Hybrid supercapacitors, integrated system of battery and supercapacitor, have been increasingly studied due to its excellent energy density as well as high power density, with long cycle life. However, it is suffer from kinetic imbalance between sluggish faradaic anode based on lithium ion intercalation and rapid non-faradaic capacitive cathode. One of the solutions of the imbalance problem is take high-power anode materials which can be possible fast charge/discharge. Another solution is nanostructuring electrode resulting in higher capacity and rate capability. Herein, we choose high power anode material, titanium dioxide (TiO2) and synthesized mesoporous TiO2 using facile one-pot self-assembly.
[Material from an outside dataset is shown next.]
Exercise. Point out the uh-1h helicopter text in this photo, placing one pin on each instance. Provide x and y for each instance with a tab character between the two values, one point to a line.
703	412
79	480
The m-TiO2 electrode exhibit high capacity and rate performance derived from carbon-coated mesostructured; reversible capacity of ~198 mA h g-1 at 0.05 A g-1 within a potential range 1.0-3.0 V (vs. Li/Li+). The lithium-ion hybrid supercapacitor system fabricated using mesoporous TiO2 anode and activated carbon cathode perform high energy density and power density (63 W h kg-1, and 4,044 W kg-1) within a potential window form 0-3.0V. On the other hand, mesoporous structured samples have some challenge related to volume occupation. Due to its huge surface area and pore volume, mesoporous structured electrode occupied large space, which interrupt commercialization. To mitigate this problem, morphology controlled particle was synthesized through simple method. Therefore, spherical mesoporous TiO2 performed improved volumetric capacity with excellent rate capability (228 mA h cm-3 at 0.05 A g-1 and 92 mA h cm-3 at 5 A g-1). Volumetric energy and power density of lithium-ion hybrid supercapacitor using spherical TiO2 are 36 W h L-1 and 1269 W L-1. In this works, we suggest the direction of lithium-ion hybrid supercapacitors for commercialization.